There’s no question that the digital media evolution is changing the way we entertain kids in some pretty fundamental ways. But it has also opened up new opportunities for streamlining business operations, particularly when it comes to delivering content. The back end of a distribution deal has traditionally been quite time-consuming and costly, with producers sending tapes by FedEx or DHL, grappling with customs issues remotely, and hoping against hope that their packages will arrive intact to their final destinations. But digital delivery systems make possible a tapeless back-end that could save a lot of time and money in the long term.
One company that’s been really proactive about targeting its digital media services to the kids entertainment industry is L.A.-based SmartJog, which partnered with Reed Midem in 2005 to modernize the screenings at MIP Jr. Before SmartJog stepped in, buyers used to check out tapes for the shows they were interested in, view them, and then check them all back in once they were through. It was bulky and time-consuming work, and tapes for hot shows were often unavailable for long stretches. SmartJog digitized the whole shebang, so now buyers sit down at a viewing station and simply call up the shows they want to watch with a click of the mouse. No muss, no fuss, and producers are also able to track viewing by broadcaster instantaneously.
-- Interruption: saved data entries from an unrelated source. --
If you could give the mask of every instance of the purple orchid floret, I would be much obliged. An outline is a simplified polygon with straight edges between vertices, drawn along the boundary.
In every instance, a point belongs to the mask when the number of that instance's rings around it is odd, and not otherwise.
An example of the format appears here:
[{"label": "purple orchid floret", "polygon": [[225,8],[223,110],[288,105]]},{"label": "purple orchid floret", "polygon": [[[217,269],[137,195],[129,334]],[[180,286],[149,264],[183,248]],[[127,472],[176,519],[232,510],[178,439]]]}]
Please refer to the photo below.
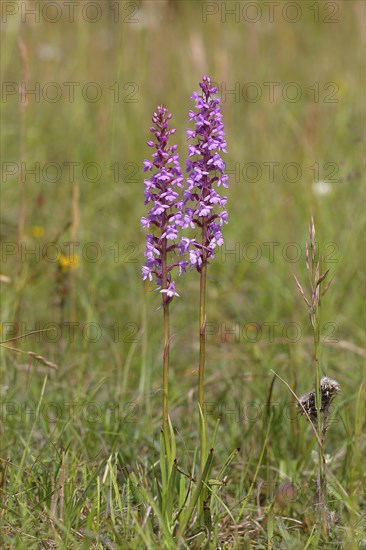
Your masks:
[{"label": "purple orchid floret", "polygon": [[[179,268],[179,275],[186,271],[188,261],[180,260],[168,263],[175,253],[182,255],[184,245],[175,243],[178,238],[178,227],[175,217],[180,219],[178,211],[177,187],[183,187],[177,145],[168,146],[169,136],[175,133],[175,129],[169,129],[168,122],[172,115],[168,110],[159,106],[154,113],[152,122],[154,126],[150,131],[155,136],[155,141],[148,141],[147,145],[156,151],[152,155],[152,161],[144,161],[144,171],[151,171],[150,179],[145,179],[145,204],[152,203],[146,217],[141,218],[143,228],[154,229],[153,233],[146,236],[146,262],[142,268],[142,279],[155,278],[164,301],[171,301],[174,296],[179,296],[175,291],[175,283],[171,278],[174,267]],[[180,206],[179,206],[180,208]]]},{"label": "purple orchid floret", "polygon": [[168,288],[165,288],[160,291],[162,294],[166,294],[168,298],[173,298],[174,296],[179,296],[177,292],[175,292],[175,282],[172,281],[169,283]]},{"label": "purple orchid floret", "polygon": [[[222,246],[221,226],[227,223],[227,198],[220,195],[215,187],[227,187],[228,176],[225,174],[225,163],[220,153],[226,153],[226,141],[220,99],[213,97],[217,88],[211,85],[208,76],[200,82],[201,94],[194,92],[191,99],[195,101],[196,111],[189,112],[189,120],[195,123],[195,129],[188,129],[188,140],[195,143],[188,146],[187,189],[183,200],[178,203],[181,212],[176,216],[176,223],[183,228],[205,226],[205,242],[189,242],[190,267],[201,271],[203,251],[207,259],[213,258],[215,248]],[[190,208],[188,203],[193,203]],[[181,244],[181,251],[186,250],[186,241]]]}]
Of course, SmartJog ensured through on-site marketing that it was credited as the harbinger of all this efficiency, and used the opportunity to score meetings with individual companies during MIPCOM. What its sales team was initially selling was space on its digital SmartScreening service, a secure network where distributors post their shows to be viewed all year long by broadcasters and home entertainment companies. The system can be used in one of two ways: distributors either push a file out to a select list of recipients, or they can simply fulfill broadcaster requests for files. Distributors pay only when content is delivered and on a sliding scale depending on file size.
This pricing structure was set up to be comparable to what it costs for normal tape duplication and shipping, so the main short-term benefits of SmartJog are security and time savings. Files are sent out across a closed satellite network (which sets the service apart from internet-based delivery systems), and it’s impossible for the transfer to affect the quality of the file. In fact, SmartJog guarantees file integrity.
The real cost savings of SmartJog’s services can really only be measured over time, and it’s still too soon for many clients to be seeing a bottom-line difference. But once a file is created, it can be sent again and again with no additional investment, which stands in stark contrast to the traditional fulfillment model that involves endlessly recreating tapes.
On the receiving end are broadcasters, home entertainment companies, vendors, IPTV platforms, dubbing houses, licensees and anyone else who has access to a SmartJog server, which costs around US$300 a month. Most major channels are on-board, just a few of which include YTV, TF1, RTL TV and Five, and a full list of clients is available on SmartJog’s website (www.smartjog.com). Eastern Europe is one territory that has bought in big-time in order to combat its countries’ notoriously difficult customs operations.
Now that so many servers are installed, director of sales Joe DiBianca says SmartJog’s goal is to upsell its existing distributor clients to use the network for delivering master files. Nelvana, which has put 40 half hours of its content up on SmartScreenings over the past two years, recently expanded its relationship with SmartJog in this way. Senior manager of distribution Neal Bilow says SmartDelivery is particularly useful for conducting business with smaller, foreign-language broadcasters because content can be sent directly and quickly to post houses for dubbing.
TV-Loonland is also a SmartScreenings client, and COO Olivier Dumont likes to use the service to screen shows for clients he meets with at industry events. But he’s not quite ready to sign up for additional services yet. He says only about 30% of his clients have servers installed, which isn’t a big enough base to justify the investment. But if SmartJog could find a way to allow non-subscribing broadcasters to access the system without compromising its security, he’d definitely reconsider.